The study protocol was approved by the ethical guidelines of the 1975 Declaration of Helsinki, and the research protocol (IRB No. 2022-06-016) was approved by the Ethics Committee of Kosin University Gospel Hospital. Written informed consent was obtained from all the patients.

2.2. Ethical Statement

The study protocol was approved and the requirement for informed consent of individual patients was approved by the Ethics Committee of Kosin University Gospel Hospital (IRB No. 2022-06-012). Written informed consent was obtained from all patients. This study was conducted according to the principles of the latest version (2013) of Declaration of Helsinki.

2.3. Data Collection

After ECG and chest radiography, the cardiovascular status of each patient was evaluated using echocardiography and blood laboratory data from the initial visit, as determined by the attending physicians. From the database, the following information were collected: (1) patient data, including sex, age, height, and weight; (2) cardiovascular risk factors, including hypertension (use of antihypertensive agents, systolic BP ≥ 140 mmHg, or diastolic BP ≥ 90 mmHg on admission) and DM (use of oral hypoglycemic agents or insulin, or glycosylated hemoglobin level ≥ 6.5%); (3) cardiovascular disease status, including structural heart disease, congestive heart failure, or a history of a disabling cerebral infarction or transient ischemic attack; and (4) use of medication.
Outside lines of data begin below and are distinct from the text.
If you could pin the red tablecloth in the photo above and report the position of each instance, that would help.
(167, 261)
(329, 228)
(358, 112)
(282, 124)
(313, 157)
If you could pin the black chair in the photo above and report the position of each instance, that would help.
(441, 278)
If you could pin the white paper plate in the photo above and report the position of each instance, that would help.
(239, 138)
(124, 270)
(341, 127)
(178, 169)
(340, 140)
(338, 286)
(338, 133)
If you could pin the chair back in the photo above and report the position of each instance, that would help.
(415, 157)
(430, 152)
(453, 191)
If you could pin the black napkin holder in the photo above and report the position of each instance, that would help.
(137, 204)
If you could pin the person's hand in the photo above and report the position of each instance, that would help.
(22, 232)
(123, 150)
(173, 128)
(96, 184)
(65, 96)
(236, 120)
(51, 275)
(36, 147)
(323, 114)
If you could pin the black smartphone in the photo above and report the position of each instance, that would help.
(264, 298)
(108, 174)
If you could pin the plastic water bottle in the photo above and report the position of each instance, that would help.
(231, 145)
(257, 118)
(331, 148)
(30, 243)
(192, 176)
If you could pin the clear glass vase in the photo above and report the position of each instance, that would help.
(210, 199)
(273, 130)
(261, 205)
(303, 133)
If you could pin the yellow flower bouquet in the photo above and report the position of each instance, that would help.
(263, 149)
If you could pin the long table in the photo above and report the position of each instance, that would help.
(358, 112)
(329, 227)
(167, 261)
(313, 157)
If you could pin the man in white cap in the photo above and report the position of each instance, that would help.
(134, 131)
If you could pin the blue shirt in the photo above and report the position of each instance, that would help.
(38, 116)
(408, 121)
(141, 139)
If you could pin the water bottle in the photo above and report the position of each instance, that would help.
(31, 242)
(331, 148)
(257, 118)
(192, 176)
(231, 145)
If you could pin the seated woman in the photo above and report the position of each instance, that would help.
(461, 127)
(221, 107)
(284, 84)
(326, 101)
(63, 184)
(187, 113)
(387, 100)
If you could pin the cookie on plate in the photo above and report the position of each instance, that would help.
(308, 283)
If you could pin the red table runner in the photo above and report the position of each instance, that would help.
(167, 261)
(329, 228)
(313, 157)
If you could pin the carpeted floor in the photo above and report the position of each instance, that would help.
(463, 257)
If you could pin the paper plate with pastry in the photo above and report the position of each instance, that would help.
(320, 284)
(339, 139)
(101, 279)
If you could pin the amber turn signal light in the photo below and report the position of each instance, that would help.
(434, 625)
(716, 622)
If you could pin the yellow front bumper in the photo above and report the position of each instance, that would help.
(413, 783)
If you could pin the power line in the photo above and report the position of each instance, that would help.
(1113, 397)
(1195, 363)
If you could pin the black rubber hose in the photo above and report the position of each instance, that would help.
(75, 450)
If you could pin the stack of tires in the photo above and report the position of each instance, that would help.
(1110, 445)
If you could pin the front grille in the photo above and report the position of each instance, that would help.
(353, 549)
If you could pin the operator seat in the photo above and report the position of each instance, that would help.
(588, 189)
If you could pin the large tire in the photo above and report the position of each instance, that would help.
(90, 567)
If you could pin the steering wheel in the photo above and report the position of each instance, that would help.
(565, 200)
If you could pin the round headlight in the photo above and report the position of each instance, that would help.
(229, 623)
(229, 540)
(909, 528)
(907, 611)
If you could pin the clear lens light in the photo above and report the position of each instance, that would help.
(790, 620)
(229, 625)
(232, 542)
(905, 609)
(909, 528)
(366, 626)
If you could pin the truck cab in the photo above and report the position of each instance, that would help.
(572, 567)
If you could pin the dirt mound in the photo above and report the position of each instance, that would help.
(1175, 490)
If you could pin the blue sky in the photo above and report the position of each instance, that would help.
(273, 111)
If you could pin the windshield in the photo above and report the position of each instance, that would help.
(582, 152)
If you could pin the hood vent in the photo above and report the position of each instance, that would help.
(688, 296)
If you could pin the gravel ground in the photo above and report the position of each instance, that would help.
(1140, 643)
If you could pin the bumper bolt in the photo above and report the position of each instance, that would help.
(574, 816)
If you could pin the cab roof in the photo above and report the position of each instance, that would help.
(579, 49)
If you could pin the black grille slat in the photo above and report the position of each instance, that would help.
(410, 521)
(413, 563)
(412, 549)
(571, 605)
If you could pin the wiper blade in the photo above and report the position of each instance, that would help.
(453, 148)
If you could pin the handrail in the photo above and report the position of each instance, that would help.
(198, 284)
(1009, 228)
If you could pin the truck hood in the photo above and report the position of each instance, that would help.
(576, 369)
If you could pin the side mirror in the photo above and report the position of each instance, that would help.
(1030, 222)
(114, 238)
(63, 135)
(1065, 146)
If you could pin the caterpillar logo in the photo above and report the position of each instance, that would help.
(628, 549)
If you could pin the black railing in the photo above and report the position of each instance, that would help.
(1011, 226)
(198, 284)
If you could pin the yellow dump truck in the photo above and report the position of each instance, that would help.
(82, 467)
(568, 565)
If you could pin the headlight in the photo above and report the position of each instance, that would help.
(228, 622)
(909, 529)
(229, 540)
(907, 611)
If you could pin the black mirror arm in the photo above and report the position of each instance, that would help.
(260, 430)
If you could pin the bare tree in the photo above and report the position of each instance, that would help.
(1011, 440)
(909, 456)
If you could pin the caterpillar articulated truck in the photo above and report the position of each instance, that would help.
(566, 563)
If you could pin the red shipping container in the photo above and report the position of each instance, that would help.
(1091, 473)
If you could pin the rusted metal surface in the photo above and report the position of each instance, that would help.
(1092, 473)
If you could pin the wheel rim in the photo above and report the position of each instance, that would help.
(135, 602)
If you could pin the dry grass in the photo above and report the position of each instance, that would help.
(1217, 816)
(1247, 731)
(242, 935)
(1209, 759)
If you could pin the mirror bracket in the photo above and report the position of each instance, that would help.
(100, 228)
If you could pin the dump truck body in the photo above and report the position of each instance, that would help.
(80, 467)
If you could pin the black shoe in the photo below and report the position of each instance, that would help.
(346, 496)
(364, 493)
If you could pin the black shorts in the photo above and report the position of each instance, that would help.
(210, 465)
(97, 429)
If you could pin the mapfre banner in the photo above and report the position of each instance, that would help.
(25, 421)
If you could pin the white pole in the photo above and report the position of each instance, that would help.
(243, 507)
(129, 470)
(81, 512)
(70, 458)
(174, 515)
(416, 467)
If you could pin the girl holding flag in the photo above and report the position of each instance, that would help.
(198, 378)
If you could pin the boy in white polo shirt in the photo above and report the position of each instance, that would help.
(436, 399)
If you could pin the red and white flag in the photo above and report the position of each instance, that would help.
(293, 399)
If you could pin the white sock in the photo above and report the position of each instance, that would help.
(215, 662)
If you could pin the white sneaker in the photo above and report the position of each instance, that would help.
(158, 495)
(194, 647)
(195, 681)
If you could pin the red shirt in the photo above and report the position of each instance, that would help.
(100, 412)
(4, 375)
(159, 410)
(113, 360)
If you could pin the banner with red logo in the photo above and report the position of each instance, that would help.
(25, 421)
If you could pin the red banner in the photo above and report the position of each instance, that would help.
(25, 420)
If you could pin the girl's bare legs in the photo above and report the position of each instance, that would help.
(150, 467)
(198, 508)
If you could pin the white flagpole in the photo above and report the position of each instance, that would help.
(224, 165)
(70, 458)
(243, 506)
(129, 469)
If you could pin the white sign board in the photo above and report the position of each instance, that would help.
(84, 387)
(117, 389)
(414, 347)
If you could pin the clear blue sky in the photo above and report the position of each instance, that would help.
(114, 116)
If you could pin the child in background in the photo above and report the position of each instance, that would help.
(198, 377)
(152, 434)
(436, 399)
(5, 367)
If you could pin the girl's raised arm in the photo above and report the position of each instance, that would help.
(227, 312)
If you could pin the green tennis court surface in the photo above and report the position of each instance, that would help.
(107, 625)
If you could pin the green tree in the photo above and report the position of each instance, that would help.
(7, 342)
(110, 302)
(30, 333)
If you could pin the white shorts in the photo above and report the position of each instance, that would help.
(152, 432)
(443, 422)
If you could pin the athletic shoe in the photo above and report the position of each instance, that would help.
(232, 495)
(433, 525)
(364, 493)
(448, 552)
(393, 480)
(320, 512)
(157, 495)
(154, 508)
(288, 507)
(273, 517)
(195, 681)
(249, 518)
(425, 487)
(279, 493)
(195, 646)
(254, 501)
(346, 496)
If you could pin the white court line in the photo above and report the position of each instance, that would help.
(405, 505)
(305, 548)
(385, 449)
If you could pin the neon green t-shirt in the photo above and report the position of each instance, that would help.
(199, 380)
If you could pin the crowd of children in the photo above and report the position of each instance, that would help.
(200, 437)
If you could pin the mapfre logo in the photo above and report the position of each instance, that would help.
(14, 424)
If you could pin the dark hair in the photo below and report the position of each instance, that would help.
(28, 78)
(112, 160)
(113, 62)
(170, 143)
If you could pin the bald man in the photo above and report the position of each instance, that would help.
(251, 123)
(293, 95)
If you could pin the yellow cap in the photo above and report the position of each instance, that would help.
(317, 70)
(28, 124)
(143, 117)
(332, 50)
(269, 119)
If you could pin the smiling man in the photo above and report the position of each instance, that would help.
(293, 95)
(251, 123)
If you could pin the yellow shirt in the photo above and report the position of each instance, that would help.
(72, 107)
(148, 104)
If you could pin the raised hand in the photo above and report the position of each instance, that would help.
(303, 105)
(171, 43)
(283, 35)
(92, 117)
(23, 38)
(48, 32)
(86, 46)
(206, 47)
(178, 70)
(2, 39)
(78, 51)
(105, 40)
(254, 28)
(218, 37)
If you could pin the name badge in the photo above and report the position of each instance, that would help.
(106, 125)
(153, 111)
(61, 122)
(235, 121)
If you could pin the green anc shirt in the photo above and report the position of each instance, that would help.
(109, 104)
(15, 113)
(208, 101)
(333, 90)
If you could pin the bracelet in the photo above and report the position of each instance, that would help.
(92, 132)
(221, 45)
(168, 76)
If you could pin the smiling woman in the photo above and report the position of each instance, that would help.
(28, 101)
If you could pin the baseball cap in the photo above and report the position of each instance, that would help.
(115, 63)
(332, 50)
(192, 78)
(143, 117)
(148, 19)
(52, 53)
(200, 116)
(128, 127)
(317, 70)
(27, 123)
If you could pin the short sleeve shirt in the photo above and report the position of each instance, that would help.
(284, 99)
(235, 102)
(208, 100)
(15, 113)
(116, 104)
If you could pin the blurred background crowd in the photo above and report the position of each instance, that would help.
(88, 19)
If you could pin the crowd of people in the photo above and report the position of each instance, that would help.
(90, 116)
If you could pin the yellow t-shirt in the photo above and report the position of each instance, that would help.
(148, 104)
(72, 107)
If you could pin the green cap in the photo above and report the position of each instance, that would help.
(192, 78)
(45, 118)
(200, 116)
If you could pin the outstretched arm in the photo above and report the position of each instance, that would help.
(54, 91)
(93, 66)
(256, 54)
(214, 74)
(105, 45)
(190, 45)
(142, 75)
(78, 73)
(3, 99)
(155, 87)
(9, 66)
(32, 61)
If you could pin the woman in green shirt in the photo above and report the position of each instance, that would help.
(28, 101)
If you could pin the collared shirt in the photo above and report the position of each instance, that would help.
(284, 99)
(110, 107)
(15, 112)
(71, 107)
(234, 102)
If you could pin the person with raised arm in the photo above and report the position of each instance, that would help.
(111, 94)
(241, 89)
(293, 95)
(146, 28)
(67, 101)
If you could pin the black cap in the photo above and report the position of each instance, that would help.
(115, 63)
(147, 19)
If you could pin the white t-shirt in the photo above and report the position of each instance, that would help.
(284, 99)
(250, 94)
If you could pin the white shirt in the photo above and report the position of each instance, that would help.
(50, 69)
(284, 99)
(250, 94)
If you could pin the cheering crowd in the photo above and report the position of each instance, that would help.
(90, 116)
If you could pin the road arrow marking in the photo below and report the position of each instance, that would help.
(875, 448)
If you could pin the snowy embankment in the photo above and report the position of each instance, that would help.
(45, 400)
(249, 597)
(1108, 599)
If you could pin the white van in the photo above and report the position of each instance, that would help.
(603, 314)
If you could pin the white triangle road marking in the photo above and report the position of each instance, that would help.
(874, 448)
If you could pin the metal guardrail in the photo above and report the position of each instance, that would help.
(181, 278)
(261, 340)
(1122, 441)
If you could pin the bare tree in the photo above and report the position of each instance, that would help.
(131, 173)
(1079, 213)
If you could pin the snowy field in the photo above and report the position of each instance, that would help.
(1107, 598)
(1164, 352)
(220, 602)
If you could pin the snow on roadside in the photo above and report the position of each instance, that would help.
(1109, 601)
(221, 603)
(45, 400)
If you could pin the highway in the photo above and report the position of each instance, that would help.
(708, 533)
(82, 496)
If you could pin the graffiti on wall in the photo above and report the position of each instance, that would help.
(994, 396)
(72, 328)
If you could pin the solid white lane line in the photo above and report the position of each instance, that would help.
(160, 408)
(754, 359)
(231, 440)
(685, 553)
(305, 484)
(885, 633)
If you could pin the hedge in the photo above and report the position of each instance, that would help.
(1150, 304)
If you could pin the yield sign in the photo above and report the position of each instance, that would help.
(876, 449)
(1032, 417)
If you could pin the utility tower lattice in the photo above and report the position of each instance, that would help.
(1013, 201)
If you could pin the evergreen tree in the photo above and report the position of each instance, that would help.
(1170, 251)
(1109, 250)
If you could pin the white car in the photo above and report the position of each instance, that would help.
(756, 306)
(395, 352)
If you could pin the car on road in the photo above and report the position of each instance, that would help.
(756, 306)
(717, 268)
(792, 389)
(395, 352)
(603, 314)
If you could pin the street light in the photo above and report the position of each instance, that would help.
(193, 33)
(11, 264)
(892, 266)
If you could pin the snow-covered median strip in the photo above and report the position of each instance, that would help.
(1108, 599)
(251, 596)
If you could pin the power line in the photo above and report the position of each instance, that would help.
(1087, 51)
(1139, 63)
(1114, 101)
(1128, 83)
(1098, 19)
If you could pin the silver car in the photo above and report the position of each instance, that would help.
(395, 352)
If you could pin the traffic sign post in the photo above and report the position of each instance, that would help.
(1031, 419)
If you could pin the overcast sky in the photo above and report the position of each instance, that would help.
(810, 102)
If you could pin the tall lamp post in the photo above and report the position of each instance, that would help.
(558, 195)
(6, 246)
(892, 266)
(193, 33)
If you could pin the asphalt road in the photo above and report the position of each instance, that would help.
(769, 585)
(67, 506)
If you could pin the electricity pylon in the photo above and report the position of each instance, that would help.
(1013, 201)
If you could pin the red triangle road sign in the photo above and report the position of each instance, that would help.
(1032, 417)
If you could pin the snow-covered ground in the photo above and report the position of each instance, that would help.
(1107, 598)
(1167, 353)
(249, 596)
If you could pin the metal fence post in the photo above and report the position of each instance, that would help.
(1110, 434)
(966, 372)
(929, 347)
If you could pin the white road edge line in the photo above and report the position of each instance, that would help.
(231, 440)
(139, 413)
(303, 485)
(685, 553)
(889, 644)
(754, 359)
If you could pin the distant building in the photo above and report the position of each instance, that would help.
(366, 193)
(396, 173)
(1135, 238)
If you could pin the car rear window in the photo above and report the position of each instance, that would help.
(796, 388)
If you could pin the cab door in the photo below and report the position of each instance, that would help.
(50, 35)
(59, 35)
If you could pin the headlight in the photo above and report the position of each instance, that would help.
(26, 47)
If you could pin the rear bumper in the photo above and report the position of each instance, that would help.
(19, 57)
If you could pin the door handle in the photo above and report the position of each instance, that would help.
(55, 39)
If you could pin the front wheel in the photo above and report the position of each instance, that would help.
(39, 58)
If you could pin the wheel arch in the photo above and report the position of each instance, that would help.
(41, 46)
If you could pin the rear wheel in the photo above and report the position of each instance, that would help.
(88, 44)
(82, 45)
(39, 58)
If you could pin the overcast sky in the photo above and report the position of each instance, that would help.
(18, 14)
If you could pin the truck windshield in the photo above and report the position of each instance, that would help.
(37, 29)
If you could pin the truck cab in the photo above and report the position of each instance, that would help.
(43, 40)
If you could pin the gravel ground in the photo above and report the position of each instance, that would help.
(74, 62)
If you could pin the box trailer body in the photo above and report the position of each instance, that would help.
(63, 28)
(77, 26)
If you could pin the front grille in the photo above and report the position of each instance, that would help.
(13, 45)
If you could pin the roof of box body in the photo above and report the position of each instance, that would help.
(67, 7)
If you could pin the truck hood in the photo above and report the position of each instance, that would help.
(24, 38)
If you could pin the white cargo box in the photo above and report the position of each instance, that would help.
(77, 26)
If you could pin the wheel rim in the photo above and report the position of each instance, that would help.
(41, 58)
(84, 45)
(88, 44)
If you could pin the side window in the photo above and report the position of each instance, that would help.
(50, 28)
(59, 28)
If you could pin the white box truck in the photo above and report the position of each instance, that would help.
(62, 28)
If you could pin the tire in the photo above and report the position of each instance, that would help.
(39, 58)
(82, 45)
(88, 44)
2.4. ECG-Monitoring Device

Hicardi® (MEZOO Co., Ltd., Wonju-si, Gangwon-do, Republic of Korea) is an 8-g, 42 × 30 × 7 mm (without disposable electrodes) wearable ECG-monitoring patch device certified as a medical device by the Ministry of Food and Drug Safety of Korea. This wearable device monitors and records single-lead ECGs, respiration, skin-surface temperature, and activity. The ECG signal was recorded at a 250-Hz sampling frequency and 14-bit resolution. Data from the wearable patch were transferred through Bluetooth Low Energy to a mobile gateway, which was implemented as a smartphone application. The mobile gateway transmitted the data to a cloud-based monitoring server. After obtaining informed consent from the patient, a wearable patch was attached to the left sternal border. The ECG signals and the above-mentioned data were continuously recorded, and all ECG signals were reviewed by a cardiologist using a cloud-based monitoring server.

2.5. HRV Parameters

HRV analysis was performed in the time and frequency domains of wearable ECG recordings according to international guidelines [8]. On average, 225.7 ± 107.3 h of ECG data were recorded per patient, and the HRV analysis was performed by excerpting the five-minute segment before the time of glucose measurement. To calculate HRV parameters, R-R intervals must be computed from wearable ECG recordings. The following steps were performed to obtain the R-R interval time series. First, the R peaks were detected using the geometric angle between two consecutive samples of the ECG signal [9]. The detected R peaks were then used to generate an R-R interval time series. To remove abnormal intervals caused by ectopic beats, arrhythmic events, missing data, and noise, the intervals <80% or >120% of the average of the last six intervals were excluded. Time-domain parameters were calculated from the R-R interval time series. Second, the R-R interval time series was resampled at 4 Hz using linear interpolation. The resulting series was detrended by eliminating linear trends [10]. After detrending, the power spectral density for the R-R interval time series was estimated using the Burg autoregressive model, where the order of the model was 33. In the time domain, we analyzed the R-R intervals, standard deviations of the R-R intervals, square root of the mean squared difference of successive R-R intervals, and the percentage of adjacent N-N intervals that differed by more than 50 ms (NN50). In the frequency-domain analyses, we analyzed low frequency (LF, 0.04–0.15 Hz), which was an index of both sympathetic and parasympathetic activity, and high frequency (HF, 0.15–0.4 Hz), which represented the most efferent vagal (parasympathetic) activity to the sinus node. Very low frequency (VLF; 0.003–0.04 Hz) partially reflects thermoregulatory mechanisms, fluctuations in the activity of the renin–angiotensin system, and the function of peripheral chemoreceptors. The LF/HF ratio, which reflects sympathovagal balance, was also calculated.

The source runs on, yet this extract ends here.